新進気鋭の女性監督 이언희(イ・オンヒ)がメガホンを握る、2016年公開の「女は冷たい嘘をつく」。原題は「미씽:사라진 여자(ミッシング:消えた女)」。
オム・ジウォン&コン・ヒョジンのダブル主演による究極のサスペンス・スリラー。監督: イ・オンヒ、 脚本: ホン・ウンミ 、 脚本: イ・オンヒ。
離婚調停中で娘ダウンの養育権を元夫の医師と裁判で争っているイ・ジソン(엄지원:オム・ジウォン)は、テレビ局の仕事が忙しく自分で面倒を見ることができず、知人からハンメ(공효진:コン・ヒョジン)を紹介される。
中国出身で、韓国語は少し理解できる程度だったので心配だったが、ダウンをすぐに寝かしつけいい子守になれてると思い安心して住み込みのベビーシッターとして雇うことに。
この話は思わぬ展開になります。
序盤は韓国映画テッパンの進展
そんなある日、帰宅したジソンは娘ダウンとハンメがいないことに驚きます。
ダウンの面倒見もよく、優しそうなハンメを信じていたジソンにとっては驚きと不思議な思いから自ら探し回ります。
味方のはずの弁護士や警察、そして元夫の母親からは裁判対策の自作自演の誘拐騒動と疑われたジソンは、自力で消えたダウンとハンメを追うが、話は思いもよらない方向へ。

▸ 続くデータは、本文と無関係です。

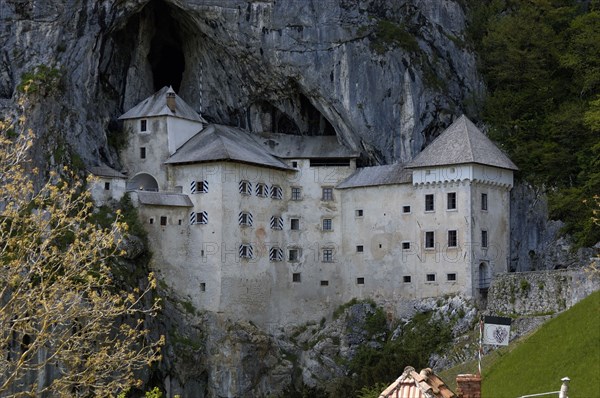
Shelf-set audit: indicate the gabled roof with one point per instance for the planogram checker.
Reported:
(411, 384)
(462, 143)
(377, 175)
(286, 146)
(156, 105)
(218, 142)
(164, 199)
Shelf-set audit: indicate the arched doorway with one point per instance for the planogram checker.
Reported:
(142, 182)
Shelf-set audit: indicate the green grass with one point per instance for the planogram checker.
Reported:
(568, 345)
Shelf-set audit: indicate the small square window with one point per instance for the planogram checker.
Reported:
(293, 255)
(295, 224)
(451, 201)
(327, 255)
(452, 238)
(429, 240)
(296, 193)
(429, 202)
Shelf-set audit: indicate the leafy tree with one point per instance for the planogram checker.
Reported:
(66, 328)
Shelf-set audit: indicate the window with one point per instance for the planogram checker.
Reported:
(429, 202)
(262, 190)
(276, 192)
(275, 254)
(245, 187)
(246, 250)
(429, 240)
(451, 201)
(198, 218)
(245, 219)
(327, 194)
(295, 224)
(296, 193)
(327, 255)
(199, 186)
(276, 223)
(452, 238)
(294, 255)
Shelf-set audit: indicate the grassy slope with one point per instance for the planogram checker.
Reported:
(568, 345)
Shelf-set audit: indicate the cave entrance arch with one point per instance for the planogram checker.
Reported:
(142, 182)
(166, 55)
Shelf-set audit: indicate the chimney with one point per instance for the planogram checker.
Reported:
(468, 386)
(171, 100)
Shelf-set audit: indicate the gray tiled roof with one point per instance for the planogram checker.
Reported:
(218, 142)
(164, 199)
(105, 171)
(377, 175)
(462, 143)
(156, 105)
(286, 146)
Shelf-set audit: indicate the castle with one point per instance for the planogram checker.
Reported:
(281, 229)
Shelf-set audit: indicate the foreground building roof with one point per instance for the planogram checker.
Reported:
(224, 143)
(462, 143)
(156, 105)
(411, 384)
(377, 175)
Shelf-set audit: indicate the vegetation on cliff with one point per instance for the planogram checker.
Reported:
(541, 63)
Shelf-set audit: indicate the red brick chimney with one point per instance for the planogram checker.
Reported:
(468, 386)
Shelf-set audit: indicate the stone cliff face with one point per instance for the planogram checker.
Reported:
(385, 76)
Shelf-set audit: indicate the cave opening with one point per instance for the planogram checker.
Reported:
(166, 56)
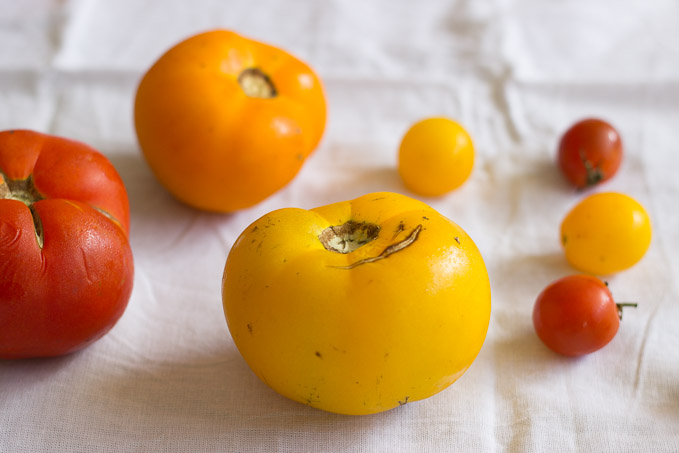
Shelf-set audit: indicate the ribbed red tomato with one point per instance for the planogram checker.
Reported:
(66, 266)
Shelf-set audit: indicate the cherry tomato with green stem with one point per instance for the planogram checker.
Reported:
(577, 315)
(590, 152)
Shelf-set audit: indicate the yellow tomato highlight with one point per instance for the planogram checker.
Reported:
(436, 156)
(359, 306)
(606, 233)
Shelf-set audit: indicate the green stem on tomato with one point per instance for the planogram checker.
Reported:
(625, 304)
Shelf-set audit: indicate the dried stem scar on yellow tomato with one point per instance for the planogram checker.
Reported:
(359, 306)
(225, 121)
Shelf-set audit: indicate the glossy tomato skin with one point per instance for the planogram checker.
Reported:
(605, 233)
(66, 267)
(590, 152)
(398, 319)
(576, 315)
(212, 142)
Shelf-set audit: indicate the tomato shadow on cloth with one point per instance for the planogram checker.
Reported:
(201, 395)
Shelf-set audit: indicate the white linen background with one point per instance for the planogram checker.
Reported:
(515, 73)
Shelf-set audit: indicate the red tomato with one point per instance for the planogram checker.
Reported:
(66, 266)
(590, 152)
(576, 315)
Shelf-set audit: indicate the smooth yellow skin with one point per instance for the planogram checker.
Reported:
(606, 233)
(436, 156)
(365, 339)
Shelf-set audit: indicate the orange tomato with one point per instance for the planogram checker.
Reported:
(224, 121)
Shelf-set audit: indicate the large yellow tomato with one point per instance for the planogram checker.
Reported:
(225, 121)
(357, 307)
(606, 233)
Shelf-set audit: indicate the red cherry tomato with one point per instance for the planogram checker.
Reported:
(590, 153)
(66, 265)
(576, 315)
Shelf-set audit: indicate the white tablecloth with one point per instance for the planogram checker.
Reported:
(515, 73)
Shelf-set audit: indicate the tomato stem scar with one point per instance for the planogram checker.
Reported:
(393, 248)
(594, 175)
(24, 190)
(256, 84)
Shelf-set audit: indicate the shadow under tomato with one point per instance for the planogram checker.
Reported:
(211, 394)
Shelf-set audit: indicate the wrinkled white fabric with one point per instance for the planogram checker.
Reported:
(515, 73)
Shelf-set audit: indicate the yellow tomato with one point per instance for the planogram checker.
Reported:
(436, 156)
(357, 307)
(606, 233)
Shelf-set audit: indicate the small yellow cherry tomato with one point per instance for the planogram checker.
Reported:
(436, 156)
(359, 306)
(606, 233)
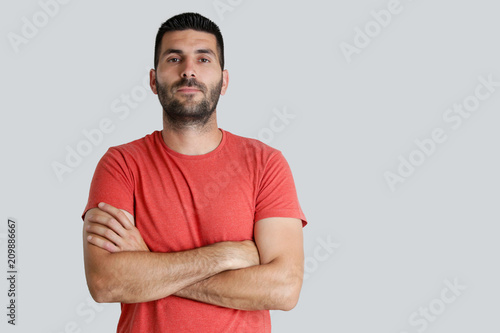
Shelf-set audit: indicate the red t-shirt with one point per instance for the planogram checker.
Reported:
(182, 202)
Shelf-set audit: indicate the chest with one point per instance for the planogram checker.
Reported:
(179, 207)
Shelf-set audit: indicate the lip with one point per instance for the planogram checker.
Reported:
(188, 90)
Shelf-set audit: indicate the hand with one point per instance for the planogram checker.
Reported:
(110, 229)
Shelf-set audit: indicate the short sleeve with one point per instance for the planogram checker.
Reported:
(112, 183)
(277, 195)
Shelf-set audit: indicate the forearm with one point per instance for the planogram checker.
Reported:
(132, 277)
(272, 286)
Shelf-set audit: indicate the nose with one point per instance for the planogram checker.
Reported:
(188, 71)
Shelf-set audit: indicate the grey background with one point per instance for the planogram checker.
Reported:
(393, 250)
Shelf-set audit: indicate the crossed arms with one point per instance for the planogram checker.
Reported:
(262, 275)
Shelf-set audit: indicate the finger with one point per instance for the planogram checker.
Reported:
(104, 232)
(117, 214)
(108, 221)
(102, 243)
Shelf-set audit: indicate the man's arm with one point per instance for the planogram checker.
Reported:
(273, 285)
(116, 273)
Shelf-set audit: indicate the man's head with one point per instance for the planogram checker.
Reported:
(193, 21)
(188, 75)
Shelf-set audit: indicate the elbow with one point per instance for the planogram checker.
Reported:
(290, 295)
(289, 301)
(100, 290)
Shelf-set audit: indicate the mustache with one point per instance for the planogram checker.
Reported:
(191, 82)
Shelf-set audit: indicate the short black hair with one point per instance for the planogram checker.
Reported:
(192, 21)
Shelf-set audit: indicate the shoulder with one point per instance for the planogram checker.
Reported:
(251, 147)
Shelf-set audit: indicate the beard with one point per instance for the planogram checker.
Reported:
(190, 112)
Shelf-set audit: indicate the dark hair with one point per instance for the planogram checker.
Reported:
(187, 21)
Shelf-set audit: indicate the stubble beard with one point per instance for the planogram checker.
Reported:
(188, 113)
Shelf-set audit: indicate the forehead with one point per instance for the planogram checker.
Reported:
(187, 40)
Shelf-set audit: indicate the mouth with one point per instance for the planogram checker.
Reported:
(188, 90)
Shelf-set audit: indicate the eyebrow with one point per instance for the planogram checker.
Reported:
(199, 51)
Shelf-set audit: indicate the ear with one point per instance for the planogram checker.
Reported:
(225, 81)
(152, 81)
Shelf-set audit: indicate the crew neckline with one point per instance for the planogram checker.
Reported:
(169, 150)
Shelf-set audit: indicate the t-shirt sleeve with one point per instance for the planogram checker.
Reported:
(112, 183)
(277, 195)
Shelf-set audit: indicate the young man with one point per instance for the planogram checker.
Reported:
(192, 228)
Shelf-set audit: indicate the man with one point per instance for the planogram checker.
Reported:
(192, 228)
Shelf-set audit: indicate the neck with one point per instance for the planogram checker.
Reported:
(192, 139)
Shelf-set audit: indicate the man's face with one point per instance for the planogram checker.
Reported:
(188, 78)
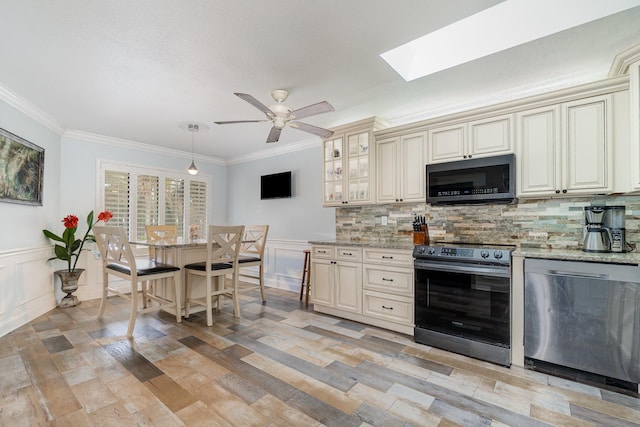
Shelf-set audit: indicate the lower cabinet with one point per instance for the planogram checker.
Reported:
(378, 291)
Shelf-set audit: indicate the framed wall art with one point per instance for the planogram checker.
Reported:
(21, 170)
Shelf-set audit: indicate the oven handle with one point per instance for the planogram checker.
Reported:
(464, 268)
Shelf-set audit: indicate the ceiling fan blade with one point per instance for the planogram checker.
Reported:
(259, 105)
(312, 110)
(240, 121)
(274, 135)
(321, 132)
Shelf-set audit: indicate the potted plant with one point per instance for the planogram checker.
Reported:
(68, 249)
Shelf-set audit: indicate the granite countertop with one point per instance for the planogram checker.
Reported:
(366, 244)
(560, 254)
(579, 255)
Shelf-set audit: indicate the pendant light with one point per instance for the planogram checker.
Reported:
(193, 128)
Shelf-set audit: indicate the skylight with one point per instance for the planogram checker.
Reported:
(505, 25)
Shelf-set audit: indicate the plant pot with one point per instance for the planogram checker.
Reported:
(69, 284)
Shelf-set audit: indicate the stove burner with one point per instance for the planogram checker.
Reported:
(465, 252)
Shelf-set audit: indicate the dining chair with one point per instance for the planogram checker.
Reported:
(160, 234)
(118, 260)
(223, 248)
(252, 254)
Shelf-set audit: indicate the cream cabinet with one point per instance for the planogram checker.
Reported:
(336, 277)
(476, 138)
(566, 149)
(634, 118)
(388, 286)
(400, 163)
(370, 285)
(347, 160)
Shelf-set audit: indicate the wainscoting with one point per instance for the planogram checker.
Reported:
(28, 289)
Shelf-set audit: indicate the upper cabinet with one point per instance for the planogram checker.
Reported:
(400, 167)
(348, 164)
(566, 149)
(476, 138)
(634, 118)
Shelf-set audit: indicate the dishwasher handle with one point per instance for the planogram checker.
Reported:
(597, 276)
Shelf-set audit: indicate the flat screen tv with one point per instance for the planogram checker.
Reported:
(275, 186)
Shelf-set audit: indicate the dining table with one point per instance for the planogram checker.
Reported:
(180, 253)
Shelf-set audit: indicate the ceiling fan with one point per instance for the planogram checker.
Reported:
(281, 115)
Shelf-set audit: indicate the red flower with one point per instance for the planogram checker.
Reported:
(70, 221)
(105, 216)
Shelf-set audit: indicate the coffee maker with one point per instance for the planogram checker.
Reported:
(614, 222)
(604, 229)
(596, 235)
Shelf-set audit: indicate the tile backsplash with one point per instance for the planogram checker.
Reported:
(543, 223)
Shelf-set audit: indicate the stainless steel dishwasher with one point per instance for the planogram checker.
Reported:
(584, 316)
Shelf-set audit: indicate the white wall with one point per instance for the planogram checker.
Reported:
(292, 222)
(301, 217)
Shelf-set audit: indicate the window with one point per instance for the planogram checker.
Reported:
(139, 196)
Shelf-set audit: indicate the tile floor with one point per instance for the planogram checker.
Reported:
(279, 365)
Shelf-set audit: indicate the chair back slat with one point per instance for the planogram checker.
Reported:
(223, 244)
(162, 233)
(254, 240)
(114, 247)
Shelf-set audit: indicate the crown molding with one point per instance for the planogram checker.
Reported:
(275, 151)
(620, 64)
(19, 103)
(125, 143)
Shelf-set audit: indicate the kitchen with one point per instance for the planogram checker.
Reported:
(542, 222)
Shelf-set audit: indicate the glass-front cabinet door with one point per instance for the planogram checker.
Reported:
(333, 171)
(349, 175)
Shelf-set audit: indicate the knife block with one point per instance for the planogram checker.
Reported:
(421, 237)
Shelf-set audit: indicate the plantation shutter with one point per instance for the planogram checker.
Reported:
(174, 204)
(147, 204)
(198, 209)
(116, 197)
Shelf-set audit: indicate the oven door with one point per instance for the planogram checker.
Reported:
(465, 300)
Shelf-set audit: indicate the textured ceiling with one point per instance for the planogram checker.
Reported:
(134, 69)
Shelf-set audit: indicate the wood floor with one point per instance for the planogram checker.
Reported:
(279, 365)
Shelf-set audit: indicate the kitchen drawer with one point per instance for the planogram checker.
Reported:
(396, 280)
(388, 307)
(322, 252)
(349, 253)
(389, 257)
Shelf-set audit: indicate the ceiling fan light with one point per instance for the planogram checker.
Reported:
(193, 170)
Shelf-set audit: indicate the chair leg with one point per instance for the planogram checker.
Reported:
(177, 298)
(103, 302)
(234, 296)
(264, 298)
(143, 288)
(208, 302)
(187, 293)
(134, 309)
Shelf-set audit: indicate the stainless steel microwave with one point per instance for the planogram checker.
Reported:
(484, 180)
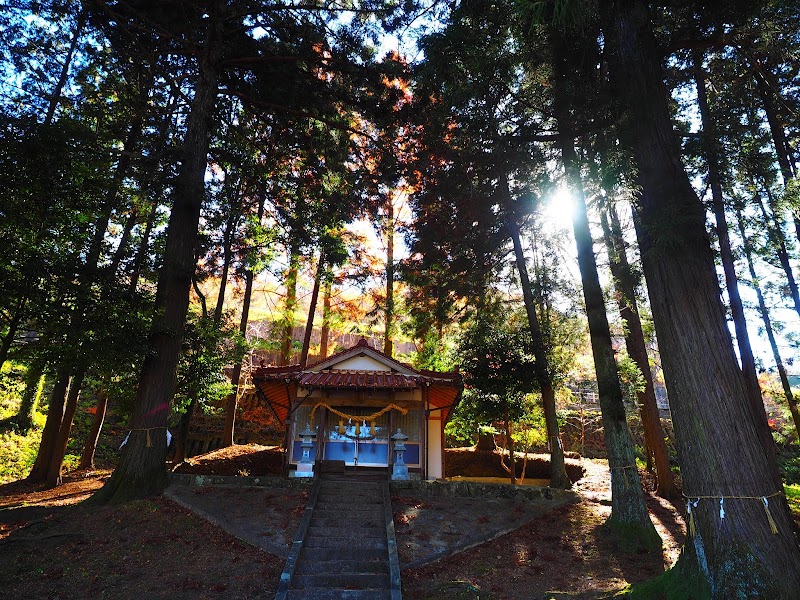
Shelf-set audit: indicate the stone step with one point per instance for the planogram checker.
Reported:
(320, 554)
(348, 507)
(348, 581)
(362, 486)
(364, 520)
(350, 536)
(328, 594)
(329, 496)
(322, 567)
(336, 542)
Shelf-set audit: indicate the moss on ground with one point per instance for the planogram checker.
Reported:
(632, 539)
(677, 583)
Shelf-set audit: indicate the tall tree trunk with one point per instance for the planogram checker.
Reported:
(290, 305)
(628, 509)
(558, 472)
(34, 384)
(152, 179)
(326, 317)
(766, 89)
(512, 463)
(775, 232)
(625, 283)
(89, 448)
(388, 332)
(55, 97)
(726, 254)
(312, 311)
(55, 414)
(54, 470)
(232, 399)
(719, 446)
(141, 468)
(227, 256)
(762, 308)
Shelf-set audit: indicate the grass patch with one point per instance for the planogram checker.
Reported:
(792, 491)
(17, 453)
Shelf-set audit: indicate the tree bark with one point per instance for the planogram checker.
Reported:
(8, 338)
(183, 431)
(54, 470)
(141, 472)
(290, 305)
(558, 472)
(388, 332)
(34, 384)
(326, 318)
(232, 400)
(227, 256)
(312, 310)
(89, 448)
(625, 285)
(628, 509)
(55, 415)
(726, 253)
(762, 308)
(719, 447)
(765, 85)
(775, 232)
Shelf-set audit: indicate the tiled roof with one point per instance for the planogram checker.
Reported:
(359, 379)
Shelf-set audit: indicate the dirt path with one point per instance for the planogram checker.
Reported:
(563, 554)
(52, 546)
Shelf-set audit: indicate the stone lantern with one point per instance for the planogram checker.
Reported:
(305, 468)
(400, 470)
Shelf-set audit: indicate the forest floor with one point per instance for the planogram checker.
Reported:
(54, 546)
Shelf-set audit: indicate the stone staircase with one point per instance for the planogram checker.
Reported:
(345, 547)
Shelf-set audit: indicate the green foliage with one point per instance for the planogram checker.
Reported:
(17, 451)
(792, 492)
(497, 364)
(207, 348)
(630, 378)
(436, 354)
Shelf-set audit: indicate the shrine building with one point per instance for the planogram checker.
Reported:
(355, 401)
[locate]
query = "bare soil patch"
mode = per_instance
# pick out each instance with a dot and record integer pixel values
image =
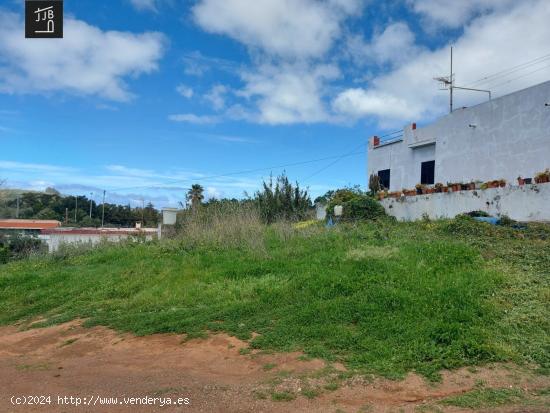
(217, 374)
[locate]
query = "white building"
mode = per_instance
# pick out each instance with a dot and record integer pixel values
(501, 139)
(56, 237)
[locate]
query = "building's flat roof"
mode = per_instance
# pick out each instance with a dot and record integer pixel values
(28, 224)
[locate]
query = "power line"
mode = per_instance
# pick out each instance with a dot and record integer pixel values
(509, 71)
(338, 159)
(519, 77)
(242, 172)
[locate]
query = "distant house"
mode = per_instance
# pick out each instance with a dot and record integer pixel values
(500, 139)
(53, 235)
(56, 237)
(27, 226)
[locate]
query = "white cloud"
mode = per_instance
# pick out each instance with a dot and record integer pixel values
(393, 45)
(150, 5)
(163, 188)
(286, 28)
(196, 119)
(358, 102)
(87, 61)
(453, 13)
(289, 93)
(216, 96)
(185, 91)
(197, 64)
(488, 45)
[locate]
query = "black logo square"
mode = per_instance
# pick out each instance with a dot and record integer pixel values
(43, 19)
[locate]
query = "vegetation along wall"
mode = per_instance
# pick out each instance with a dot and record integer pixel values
(521, 203)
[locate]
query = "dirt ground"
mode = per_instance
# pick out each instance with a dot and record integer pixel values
(216, 374)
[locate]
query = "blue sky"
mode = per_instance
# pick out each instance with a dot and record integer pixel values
(145, 97)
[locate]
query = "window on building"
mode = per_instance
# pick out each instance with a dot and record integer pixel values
(427, 173)
(384, 176)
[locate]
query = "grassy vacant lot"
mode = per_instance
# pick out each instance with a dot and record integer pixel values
(381, 297)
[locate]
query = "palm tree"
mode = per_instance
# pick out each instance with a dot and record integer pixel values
(195, 195)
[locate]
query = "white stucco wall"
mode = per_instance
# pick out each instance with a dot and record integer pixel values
(511, 137)
(54, 241)
(521, 203)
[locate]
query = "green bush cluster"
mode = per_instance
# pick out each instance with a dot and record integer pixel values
(14, 247)
(357, 205)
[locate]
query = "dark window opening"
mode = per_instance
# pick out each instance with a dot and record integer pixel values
(384, 178)
(427, 173)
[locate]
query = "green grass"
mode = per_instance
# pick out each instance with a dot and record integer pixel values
(384, 298)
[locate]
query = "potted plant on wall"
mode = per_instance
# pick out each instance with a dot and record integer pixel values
(455, 186)
(543, 177)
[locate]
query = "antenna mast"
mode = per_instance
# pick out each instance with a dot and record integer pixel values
(448, 83)
(451, 84)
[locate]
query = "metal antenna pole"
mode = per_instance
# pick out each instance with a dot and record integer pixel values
(103, 210)
(452, 82)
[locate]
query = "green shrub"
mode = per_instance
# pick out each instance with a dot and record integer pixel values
(357, 205)
(4, 254)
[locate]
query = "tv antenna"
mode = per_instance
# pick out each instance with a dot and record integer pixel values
(448, 83)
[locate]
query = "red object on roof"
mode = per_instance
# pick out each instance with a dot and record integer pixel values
(28, 224)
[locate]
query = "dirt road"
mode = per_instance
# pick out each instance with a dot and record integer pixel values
(217, 374)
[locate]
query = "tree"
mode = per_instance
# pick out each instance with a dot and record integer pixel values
(280, 200)
(195, 195)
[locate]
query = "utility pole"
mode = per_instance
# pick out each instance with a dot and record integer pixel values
(103, 211)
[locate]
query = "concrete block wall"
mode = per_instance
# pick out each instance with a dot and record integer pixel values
(501, 139)
(527, 203)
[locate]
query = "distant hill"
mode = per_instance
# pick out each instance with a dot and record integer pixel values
(51, 204)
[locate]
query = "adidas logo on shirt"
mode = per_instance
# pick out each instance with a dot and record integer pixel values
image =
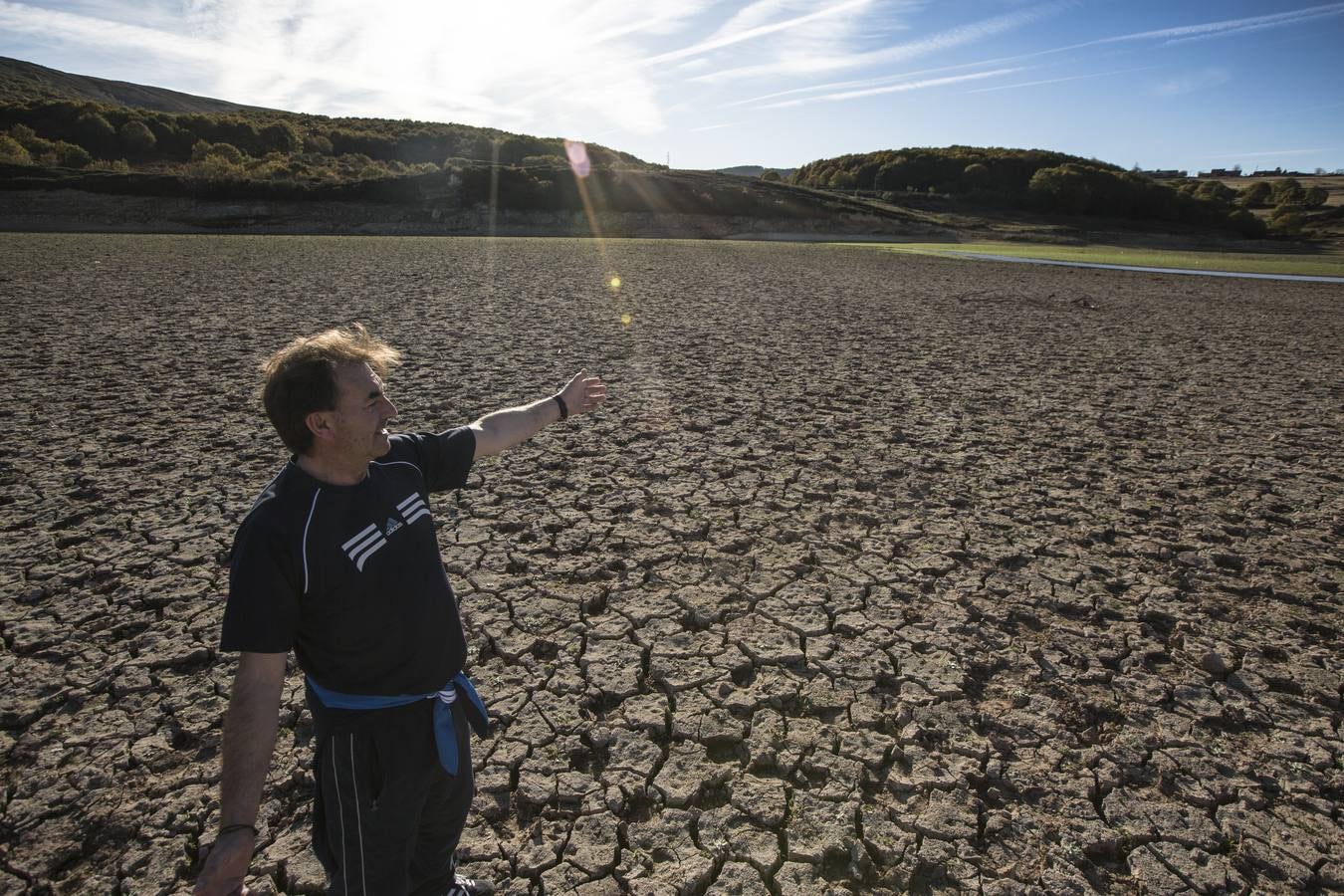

お約束の警察は役に立たない、ベビーシッターの身分証明書の偽物、風俗店や臓器売買の男が登場。
テンポの良い展開でとハンメの素性や過去が浮き彫りにされていきます。
子供を奪われたシングルマザーVS正体不明のベビーシッター、1歳になる娘とベビーシッターが忽然と失踪。子どもを奪われたシングルマザーと真実を隠す謎の女の5日間に及ぶ息詰まる追撃戦を描きます。
オム・ジウォン&コン・ヒョジンのダブル主演
娘を捜すシングルマザーの熱い奮闘と葛藤を見事に演じたオム・ジウォン。
序盤の子供が誘拐されて泣き叫び探し回るシーンと、最後は母の強さ、女性の強さをこれでもかって演じてます。
どこか影があり、謎が多く哀れなベビーシッターを演じたコン・ヒョジン。
韓国ドラマ界のラブコメの女王として見るものを虜にしてきた彼女が、これまでのチャーミングで可憐なイメージとはまた違う、演技の幅の広さを感じさせます。
謎の中国人ベビーシッター、ハンメというミステリアスでどことなく恐ろしい影のあるキャラクターを見事に演じてます。
最後のお互いが通じ合ってハッピーエンドと思ったら…、悲しくも引き揉まれたシーンです。
映画全体で思ったのはオム・ジウォン、コン・ヒョジンがとても演技とか感じさせない韓国映画の実力。
ヒューマン&サスペンス
序盤のサスペンス部分の展開から最後はヒューマン調でハッピーエンド。
外国人、人種差別、臓器売買、シングルマザー、少子化、女性の生き辛さ、これがこの映画の隠れたテーマだと思います。
この重たくもありふれたテーマをいろんなシーンに刷り込んでストーリーはエンディングへと進みます。
ダウンを誘拐したきっかけと理由、コ・ヒョンジョン演じるベビーシッターの切なさ、前後の関係が繋がるシーンは、次第に見ていて何とも言えないもどかしさを感じ、とても辛かったです。
ラストの「ダウンを返して」「ダウンじゃない、ジェインよ」二人の母が対峙するシーン、強い子を守る母ジソンと力尽きやるせない無力な母ハンメ。しかしハンメを理解したジソンの気持ちは、結局報われないハッピーエンドであってハッピーエンドでない終わり方。
わが子を守るためなら、その身を捧げることもいとわない、この世で最も強い愛、母の愛を”女対女”でみせる、女性監督ならではの視点で描いた素晴らしい作品です。